Ich bin mit jeder Faser Anti-Faschist und sehe die Verbrechen „der Deutschen“ an „den Juden“ als Ursache meiner fortdauernden Verantwortung und Schuld, obwohl ich lange nach dem Krieg in einen sozialdemokratischen Haushalt geboren wurde, in dem es (meines Wissens) keine Verbindungen zum Nazi-Regime gegeben hatte. Einer meiner Großväter war Halbjude, das ist Nazi-Diktion, der als Frontsoldat Tod und Verfolgung auf wundersame Weise entgangen ist; insofern ist Schuld UND Betroffenheit gleichermassen in meiner DNA verankert. Mit diesem und aus diesem Bewusstsein für wirkliche Verantwortung halte ich die tägliche, ritualisierte „Erinnerungskultur“ (sowieso) für lip services und (überdies) für kontraproduktiv.  

Dies vorausgeschickt, widerspreche ich der israelischen Politik so lange und so gut ich kann (– und die Regierung Netanjahu erfreut sich meiner tiefsten Verachtung).

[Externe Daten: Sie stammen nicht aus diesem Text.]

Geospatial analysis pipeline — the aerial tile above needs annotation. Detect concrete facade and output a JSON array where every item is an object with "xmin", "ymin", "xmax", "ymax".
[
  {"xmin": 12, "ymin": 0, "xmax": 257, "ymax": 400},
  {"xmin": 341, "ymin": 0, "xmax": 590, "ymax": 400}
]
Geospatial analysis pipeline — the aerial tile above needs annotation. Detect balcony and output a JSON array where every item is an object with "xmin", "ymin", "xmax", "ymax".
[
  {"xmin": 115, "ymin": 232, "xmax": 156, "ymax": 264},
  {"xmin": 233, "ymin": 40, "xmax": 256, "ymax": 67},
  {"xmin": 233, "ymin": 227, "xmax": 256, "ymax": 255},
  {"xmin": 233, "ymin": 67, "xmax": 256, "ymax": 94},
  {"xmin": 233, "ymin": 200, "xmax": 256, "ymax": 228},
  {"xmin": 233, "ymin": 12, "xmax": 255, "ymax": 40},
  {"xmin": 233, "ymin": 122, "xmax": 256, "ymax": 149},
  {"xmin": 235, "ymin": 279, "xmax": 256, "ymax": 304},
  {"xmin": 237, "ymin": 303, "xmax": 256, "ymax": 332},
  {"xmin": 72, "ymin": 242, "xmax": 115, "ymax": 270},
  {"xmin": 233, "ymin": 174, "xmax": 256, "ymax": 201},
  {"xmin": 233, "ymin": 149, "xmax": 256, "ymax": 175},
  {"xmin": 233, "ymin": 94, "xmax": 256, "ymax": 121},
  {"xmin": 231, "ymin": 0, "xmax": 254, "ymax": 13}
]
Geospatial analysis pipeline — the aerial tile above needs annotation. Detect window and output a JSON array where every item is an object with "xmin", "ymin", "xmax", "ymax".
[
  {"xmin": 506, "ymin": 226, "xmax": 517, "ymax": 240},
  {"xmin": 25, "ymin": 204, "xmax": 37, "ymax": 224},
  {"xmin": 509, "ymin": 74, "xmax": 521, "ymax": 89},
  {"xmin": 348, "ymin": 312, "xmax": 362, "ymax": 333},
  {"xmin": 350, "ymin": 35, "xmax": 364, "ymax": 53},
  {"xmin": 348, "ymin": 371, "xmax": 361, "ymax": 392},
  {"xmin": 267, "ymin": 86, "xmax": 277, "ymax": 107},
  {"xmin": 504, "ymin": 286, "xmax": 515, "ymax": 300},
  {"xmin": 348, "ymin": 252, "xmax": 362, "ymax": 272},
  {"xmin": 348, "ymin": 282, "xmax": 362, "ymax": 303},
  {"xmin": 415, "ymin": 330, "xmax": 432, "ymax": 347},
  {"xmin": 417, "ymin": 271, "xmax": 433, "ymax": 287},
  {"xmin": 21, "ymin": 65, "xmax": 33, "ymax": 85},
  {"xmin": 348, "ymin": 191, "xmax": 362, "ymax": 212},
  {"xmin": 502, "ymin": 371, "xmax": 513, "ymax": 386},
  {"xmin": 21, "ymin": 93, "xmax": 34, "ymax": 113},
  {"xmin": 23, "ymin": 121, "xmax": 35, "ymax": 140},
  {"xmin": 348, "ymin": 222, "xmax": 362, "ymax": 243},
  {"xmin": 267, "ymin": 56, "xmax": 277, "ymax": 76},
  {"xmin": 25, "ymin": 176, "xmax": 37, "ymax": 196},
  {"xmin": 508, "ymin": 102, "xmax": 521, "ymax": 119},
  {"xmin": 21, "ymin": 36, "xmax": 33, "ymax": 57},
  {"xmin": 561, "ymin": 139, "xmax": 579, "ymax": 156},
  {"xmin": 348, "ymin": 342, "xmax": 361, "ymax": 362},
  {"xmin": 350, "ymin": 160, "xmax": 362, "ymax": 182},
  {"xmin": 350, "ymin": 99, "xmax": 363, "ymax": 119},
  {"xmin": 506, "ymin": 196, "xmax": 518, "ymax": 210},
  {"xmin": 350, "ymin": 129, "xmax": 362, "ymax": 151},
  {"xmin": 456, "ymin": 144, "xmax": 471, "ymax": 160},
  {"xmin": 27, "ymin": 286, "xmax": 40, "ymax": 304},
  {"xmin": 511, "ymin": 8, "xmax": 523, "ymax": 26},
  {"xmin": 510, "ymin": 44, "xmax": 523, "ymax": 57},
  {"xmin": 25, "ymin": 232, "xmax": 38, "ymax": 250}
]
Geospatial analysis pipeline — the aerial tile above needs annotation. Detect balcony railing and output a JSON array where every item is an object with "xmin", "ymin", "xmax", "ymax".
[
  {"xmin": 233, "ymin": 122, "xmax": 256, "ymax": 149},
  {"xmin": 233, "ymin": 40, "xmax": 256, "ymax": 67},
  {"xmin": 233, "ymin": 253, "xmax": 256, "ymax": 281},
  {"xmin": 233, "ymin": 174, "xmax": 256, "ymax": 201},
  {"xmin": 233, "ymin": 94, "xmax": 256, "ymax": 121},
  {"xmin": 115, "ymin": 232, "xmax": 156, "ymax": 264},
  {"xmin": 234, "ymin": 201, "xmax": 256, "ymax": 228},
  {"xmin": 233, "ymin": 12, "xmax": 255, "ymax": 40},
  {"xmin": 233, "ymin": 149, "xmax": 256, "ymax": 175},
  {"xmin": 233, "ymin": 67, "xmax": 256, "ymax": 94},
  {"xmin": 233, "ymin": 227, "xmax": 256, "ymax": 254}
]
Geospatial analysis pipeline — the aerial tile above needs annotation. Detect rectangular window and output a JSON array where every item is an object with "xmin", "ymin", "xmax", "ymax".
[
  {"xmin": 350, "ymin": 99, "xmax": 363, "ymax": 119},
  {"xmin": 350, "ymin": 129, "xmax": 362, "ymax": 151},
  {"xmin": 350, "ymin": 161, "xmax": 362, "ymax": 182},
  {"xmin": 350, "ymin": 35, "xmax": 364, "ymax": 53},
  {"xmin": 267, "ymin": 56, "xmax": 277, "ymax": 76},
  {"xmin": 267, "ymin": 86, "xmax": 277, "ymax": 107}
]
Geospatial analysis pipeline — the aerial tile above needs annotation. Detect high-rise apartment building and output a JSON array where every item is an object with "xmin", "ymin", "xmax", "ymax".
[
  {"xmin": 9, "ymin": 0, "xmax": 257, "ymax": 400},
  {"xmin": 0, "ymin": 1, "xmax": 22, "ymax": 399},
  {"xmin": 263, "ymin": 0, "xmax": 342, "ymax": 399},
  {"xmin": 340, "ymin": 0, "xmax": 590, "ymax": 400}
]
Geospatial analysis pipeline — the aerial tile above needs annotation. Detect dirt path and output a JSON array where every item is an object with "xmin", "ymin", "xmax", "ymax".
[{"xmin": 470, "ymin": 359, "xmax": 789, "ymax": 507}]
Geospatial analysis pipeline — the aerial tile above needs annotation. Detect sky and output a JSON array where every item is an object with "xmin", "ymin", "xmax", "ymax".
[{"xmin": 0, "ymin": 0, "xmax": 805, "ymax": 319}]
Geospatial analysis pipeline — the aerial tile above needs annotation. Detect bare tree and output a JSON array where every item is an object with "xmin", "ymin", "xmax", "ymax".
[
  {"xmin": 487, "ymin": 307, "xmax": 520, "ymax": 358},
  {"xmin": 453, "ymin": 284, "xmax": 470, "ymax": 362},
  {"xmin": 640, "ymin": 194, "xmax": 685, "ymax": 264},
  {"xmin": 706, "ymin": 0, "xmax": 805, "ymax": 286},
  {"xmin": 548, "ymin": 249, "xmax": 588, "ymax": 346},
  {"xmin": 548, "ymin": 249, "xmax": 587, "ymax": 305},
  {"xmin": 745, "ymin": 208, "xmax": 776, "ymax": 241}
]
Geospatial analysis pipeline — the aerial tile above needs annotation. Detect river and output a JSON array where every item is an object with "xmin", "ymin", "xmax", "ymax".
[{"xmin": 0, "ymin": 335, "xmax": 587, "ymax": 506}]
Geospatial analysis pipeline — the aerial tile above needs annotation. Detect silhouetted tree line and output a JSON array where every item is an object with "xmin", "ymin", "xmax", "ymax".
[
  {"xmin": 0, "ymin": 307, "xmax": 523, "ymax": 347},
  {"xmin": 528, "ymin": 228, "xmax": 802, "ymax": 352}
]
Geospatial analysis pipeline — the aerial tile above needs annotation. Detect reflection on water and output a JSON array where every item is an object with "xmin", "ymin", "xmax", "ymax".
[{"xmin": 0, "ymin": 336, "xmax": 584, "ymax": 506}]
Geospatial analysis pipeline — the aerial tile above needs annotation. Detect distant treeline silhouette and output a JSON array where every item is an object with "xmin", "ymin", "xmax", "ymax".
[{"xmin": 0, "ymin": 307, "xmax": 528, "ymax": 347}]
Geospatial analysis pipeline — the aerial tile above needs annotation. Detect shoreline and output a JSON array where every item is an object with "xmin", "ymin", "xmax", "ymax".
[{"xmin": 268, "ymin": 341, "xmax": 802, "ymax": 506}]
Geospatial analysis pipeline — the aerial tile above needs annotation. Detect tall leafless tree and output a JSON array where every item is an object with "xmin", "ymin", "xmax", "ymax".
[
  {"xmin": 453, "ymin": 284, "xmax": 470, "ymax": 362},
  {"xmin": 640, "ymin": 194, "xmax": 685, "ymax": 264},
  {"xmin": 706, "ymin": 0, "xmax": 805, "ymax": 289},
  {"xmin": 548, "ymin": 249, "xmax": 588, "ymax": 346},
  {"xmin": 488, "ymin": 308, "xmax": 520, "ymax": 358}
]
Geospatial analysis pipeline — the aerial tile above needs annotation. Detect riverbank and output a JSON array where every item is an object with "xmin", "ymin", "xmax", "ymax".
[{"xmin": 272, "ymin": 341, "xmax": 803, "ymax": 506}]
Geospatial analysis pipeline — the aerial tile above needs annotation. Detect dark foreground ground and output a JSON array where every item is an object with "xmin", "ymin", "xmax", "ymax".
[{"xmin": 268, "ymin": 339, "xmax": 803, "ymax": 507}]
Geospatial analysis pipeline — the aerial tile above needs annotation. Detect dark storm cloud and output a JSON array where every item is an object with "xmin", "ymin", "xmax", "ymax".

Die international sanktionierte, nein: betriebene Landnahme Israels ist ein fortdauerndes Verbrechen an den Palästinensern, vielleicht sogar eine historische Wiederholung (siehe Buch Exodus); naja, da ist die Quellenlage neblig.

"Ein erster Grundstein wurde dafür beim ersten Zionistenkongress (1897 in Basel) unter der Führung Theodor Herzls gelegt; der Plan einer Staatsgründung nahm durch die britische Balfour-Deklaration von 1917 konkretere Formen an. Von 1920 bis 1948 bestand das Völkerbundsmandat für Palästina, das nach der Auflösung des Osmanischen Reiches Großbritannien übertragen worden war. Eine verstärkte jüdische Einwanderung und der Aufbau protostaatlicher Strukturen führten in dieser Zeit zu ersten Konflikten mit der arabischen Bevölkerung. Der UN-Teilungsplan für Palästina von 1947 hatte das Ziel, diese beizulegen, doch wurde er von arabischer Seite abgelehnt. Dennoch erfolgte am 14. Mai 1948 die israelische Unabhängigkeitserklärung, und unmittelbar danach begann der erste Palästinakrieg durch den militärischen Angriff der arabischen Nachbarstaaten auf den jungen Staat. Die folgenden Jahrzehnte der Geschichte Israels sind vom andauernden arabisch-israelischen Konflikt entscheidend geprägt." [Wikipedia]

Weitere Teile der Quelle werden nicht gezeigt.